The newly revamped Fortinet Championship (formerly the Safeway Open; before that the Frys.com Open) sits in a somewhat precarious spot in the schedule this year—after the FedEx Cup and the week-long PGA Tour “off-season”, and immediately before the Ryder Cup. The crème de la crème of American players are in Wisconsin practicing at Whistling Straits with Ryder Cup skipper Steve Stricker, so some of the big names that golf fans would love to see this week won’t be in the field. Despite that, there will still be plenty of talent, and a few big names, striding the fairways of the North Course at the Silverado Resort & Spa in Napa later this week.
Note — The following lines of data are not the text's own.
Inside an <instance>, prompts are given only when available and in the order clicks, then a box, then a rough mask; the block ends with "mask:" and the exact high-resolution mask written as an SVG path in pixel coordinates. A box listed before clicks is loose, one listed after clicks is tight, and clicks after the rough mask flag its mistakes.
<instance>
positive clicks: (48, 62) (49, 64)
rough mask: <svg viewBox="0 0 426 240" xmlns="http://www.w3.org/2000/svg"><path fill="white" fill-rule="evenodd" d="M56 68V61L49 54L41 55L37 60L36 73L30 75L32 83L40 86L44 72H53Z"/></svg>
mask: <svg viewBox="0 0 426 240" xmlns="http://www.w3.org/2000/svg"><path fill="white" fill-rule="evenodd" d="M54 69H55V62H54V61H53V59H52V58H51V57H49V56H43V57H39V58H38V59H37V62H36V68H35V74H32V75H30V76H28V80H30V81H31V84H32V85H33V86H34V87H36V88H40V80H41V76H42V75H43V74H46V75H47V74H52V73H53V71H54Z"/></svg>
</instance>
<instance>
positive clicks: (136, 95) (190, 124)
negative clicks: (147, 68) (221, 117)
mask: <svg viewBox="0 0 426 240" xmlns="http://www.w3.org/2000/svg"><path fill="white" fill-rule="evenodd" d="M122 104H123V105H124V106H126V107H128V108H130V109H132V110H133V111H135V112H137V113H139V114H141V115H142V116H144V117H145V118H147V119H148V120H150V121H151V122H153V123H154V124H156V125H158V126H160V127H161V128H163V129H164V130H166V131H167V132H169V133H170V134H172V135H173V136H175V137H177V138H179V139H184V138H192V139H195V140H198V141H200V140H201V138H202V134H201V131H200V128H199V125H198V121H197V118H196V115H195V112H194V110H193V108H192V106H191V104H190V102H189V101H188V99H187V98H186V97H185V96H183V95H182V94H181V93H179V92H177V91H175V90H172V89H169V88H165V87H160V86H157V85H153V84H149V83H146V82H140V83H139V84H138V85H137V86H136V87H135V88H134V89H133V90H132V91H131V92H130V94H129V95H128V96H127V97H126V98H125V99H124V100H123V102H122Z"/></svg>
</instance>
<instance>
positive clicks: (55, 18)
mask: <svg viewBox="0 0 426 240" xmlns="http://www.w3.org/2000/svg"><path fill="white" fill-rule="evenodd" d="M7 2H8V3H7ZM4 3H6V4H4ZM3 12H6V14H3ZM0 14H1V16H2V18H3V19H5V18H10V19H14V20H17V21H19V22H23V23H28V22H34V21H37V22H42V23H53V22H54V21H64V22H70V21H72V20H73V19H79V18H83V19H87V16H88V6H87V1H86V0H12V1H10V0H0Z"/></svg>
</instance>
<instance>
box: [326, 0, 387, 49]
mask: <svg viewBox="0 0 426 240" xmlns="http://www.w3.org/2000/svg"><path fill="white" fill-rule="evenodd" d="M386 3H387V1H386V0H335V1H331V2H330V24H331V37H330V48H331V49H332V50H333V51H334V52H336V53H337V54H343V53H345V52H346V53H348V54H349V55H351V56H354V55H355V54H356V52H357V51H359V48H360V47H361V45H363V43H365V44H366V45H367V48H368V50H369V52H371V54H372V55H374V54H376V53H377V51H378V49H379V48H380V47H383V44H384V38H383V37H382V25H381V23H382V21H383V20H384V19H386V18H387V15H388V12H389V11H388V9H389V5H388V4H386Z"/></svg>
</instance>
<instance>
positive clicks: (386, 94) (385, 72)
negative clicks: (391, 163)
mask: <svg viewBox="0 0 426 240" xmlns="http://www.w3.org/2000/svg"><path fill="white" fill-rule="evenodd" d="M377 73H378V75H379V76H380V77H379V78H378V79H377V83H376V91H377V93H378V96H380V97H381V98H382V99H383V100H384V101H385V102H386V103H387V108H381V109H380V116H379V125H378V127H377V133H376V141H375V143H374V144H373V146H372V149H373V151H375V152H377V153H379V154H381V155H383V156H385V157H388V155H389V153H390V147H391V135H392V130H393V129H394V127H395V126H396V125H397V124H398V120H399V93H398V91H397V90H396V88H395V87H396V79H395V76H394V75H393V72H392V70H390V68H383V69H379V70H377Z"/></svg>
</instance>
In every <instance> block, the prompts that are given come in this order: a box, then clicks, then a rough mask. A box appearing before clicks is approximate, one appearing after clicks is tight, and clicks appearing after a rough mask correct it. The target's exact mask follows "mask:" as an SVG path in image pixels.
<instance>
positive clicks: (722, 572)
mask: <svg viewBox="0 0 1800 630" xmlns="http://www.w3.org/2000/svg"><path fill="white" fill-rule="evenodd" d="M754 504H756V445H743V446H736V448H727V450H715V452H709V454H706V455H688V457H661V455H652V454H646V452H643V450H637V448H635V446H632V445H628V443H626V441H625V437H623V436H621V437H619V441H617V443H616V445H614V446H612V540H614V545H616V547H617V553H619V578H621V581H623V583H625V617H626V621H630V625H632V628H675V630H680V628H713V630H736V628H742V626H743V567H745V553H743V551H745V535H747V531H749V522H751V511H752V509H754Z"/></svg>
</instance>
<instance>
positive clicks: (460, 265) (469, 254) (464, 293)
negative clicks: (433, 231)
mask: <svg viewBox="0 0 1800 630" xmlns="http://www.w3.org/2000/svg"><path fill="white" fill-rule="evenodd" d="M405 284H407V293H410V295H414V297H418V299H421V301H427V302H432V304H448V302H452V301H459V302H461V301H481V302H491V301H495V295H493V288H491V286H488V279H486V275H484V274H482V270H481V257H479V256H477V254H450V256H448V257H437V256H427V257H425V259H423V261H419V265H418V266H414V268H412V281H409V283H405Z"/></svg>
One big-name early commit is fan favorite Phil Mickelson. Mickelson was the official tournament spokesman for event during its four-year run as the Safeway Open, thanks to his association with tournament organizers Lagardère Sports, and has remained in that role after the handover to cyber-security company Fortinet as presenting sponsor of the event. Presumably he doesn’t need to be in Wisconsin this week to prep for his role as a Ryder Cup vice-captain.

One surprising, and very welcome, name in the field this week is Jon Rahm, the current holder of the World #1 ranking and a member of the 2021 European Ryder Cup team that will be in Whistling Straits next week.

You have to read down the OWGR list to #20, Hideki Matsuyama, for the next top-tier name that is appearing in the field at Silverado this week, hopscotching over a bunch of guys who will be teeing it up at Whistling Straits next week, on both squads. Webb Simpson and Kevin Na round out the rest of the Top 30 players who are in the field this week.

Plenty of other notable, recognizable names are in the field, though, such PGA Tour stalwarts as Charley Hoffman, Charles Howell III, Matt Kuchar, Pat Perez, Jason Dufner, Brandt Snedeker, and Harold Varner III.

Former champions of the event who are in the field this year include Sangmoon Bae (2014) and Emiliano Grillo (2015) from the Frys.com Open days; Brendan Steele (2016, 2017), the first Safeway Open champ, who liked it so well he came back and did it again the next year; and Kevin Tway (2018). Other players of note whom fans will be able to see this week are Danny Willett, who benefitted from Jordan Spieth’s 2016 Masters meltdown to take home that year’s green jacket; and newly named PGA Tour Rookie of the Year, Will Zalatoris.

Players of particular interest to Northern California golf fans include 2019 winner Cameron Champ, of Sacramento; Kevin Chappell, out of Fresno and UCLA; former Stanford Men’s golf team members Patrick Rodgers, Brandon Wu, San José native Joseph Bramlett, and Hillsborough’s Maverick McNealy; Cal Men’s golf graduates James Hahn, of Alameda, and Max Homa; former SJSU Spartan Mark Hubbard, and Sacramento native and Fresno State grad Nick Watney.